Val held up a second finger. Then ticked off three more, “Southeast Asia is too far away. India has too many of its own problems with Pakistan and China to care. The Middle East is a narcissistic trainwreck at the moment. Anyone makes a wrong move and the Saudis will cut off their oil or the Israelis will circumcise them with a launch of Shrike missiles.”

“Turkey.”

Out of fingers because her other hand held the phone, Val raised the big toe on her right foot. “They’re still benefitting from walking that thin line of appeasing both the US and Russia. In the last month or so they’re finally realizing that Russia is falling apart after seeing how they’re utterly failing at taking over Ukraine. After years of going the other way, Turkey is suddenly shifting to align more with the US. Though not a chance are they ready to cut ties with the East yet.”

“That probably leaves the little people.
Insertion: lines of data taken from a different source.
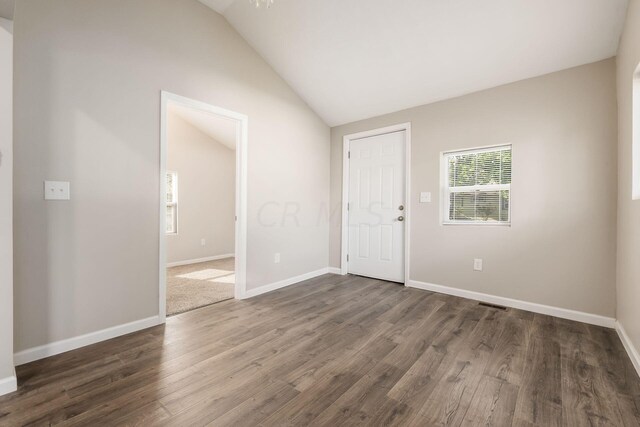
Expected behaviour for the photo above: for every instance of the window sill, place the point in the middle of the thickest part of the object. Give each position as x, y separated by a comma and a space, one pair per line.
481, 224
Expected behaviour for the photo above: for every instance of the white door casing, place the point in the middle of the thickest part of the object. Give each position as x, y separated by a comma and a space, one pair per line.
376, 206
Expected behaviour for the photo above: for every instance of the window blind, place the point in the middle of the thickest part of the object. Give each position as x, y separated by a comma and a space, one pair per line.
478, 186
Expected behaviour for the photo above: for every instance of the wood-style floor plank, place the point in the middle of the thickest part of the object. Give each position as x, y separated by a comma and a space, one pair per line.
338, 350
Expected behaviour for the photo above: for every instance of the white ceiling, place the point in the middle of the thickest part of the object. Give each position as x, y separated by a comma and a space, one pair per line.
354, 59
6, 9
217, 127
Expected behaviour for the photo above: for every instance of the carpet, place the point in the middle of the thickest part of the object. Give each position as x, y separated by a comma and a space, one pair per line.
197, 285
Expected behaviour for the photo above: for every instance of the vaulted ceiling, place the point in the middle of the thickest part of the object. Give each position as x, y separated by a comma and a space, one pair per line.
354, 59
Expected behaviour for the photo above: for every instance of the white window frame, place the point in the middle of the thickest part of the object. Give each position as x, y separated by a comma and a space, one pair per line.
174, 203
446, 191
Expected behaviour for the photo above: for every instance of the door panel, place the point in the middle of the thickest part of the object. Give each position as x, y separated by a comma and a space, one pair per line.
376, 192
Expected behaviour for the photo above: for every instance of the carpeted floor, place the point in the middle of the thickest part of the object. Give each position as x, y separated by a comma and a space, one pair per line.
197, 285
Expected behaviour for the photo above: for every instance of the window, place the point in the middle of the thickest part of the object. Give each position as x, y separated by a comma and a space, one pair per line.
477, 186
172, 203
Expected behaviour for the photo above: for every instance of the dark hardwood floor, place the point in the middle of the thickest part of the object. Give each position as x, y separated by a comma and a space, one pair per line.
339, 351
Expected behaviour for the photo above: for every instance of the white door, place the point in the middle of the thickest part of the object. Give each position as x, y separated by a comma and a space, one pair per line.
376, 206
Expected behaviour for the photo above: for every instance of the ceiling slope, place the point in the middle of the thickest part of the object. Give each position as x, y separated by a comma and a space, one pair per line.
354, 59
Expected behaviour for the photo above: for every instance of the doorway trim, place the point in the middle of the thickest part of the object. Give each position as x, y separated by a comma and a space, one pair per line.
242, 128
346, 144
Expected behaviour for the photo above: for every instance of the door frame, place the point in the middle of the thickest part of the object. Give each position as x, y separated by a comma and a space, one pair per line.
242, 128
346, 144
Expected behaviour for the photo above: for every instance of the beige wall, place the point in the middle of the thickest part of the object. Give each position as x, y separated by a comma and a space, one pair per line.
560, 249
628, 284
6, 200
206, 193
87, 110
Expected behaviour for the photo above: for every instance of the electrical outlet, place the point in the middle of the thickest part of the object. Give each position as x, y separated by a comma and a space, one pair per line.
57, 190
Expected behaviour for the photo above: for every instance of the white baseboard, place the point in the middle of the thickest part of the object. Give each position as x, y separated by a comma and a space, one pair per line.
197, 260
628, 345
283, 283
9, 384
564, 313
40, 352
335, 270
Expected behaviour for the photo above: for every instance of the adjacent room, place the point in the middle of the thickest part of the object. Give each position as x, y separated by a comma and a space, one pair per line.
201, 202
320, 213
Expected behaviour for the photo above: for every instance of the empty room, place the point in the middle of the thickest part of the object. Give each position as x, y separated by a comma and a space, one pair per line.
319, 212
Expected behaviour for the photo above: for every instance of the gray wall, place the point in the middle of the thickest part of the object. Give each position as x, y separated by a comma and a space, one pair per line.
6, 200
206, 192
560, 249
628, 284
87, 110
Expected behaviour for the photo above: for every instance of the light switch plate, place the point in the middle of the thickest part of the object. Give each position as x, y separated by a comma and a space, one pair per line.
425, 197
57, 190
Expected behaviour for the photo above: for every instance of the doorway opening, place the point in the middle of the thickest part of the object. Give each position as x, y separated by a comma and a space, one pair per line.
202, 204
376, 203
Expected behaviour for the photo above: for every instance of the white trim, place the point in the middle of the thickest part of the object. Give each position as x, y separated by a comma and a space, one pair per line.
9, 384
284, 283
62, 346
346, 141
628, 345
335, 270
242, 138
564, 313
198, 260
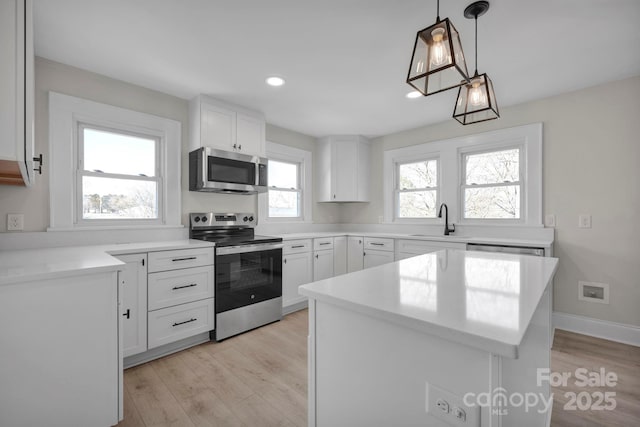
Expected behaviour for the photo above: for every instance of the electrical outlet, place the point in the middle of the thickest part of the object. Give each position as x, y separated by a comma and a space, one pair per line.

I can’t see the UK, France, or Germany doing something like this.”

Val counted three more toes, leaving her staring at the pinky toe on her right foot.

The one on her bare right foot attached to her bare right leg.

She checked, she was still sitting down. Still no sight lines from the construction site to here behind the big philodendron. That was okay then. She stuck one of her five extended fingers into the soil. She made a mental note to water it today, then looked around for something to wipe away the dirt on, finally using the spine of Dostoevsky’s Crime and Punishment in the original Russian. Rodion Raskolnikov was no smarter in Russian than he’d been in English.

Her foot was cramping from the effort to keep her toes spread.

Her little toe, low and to the right of all the bigger toes that— “No way.”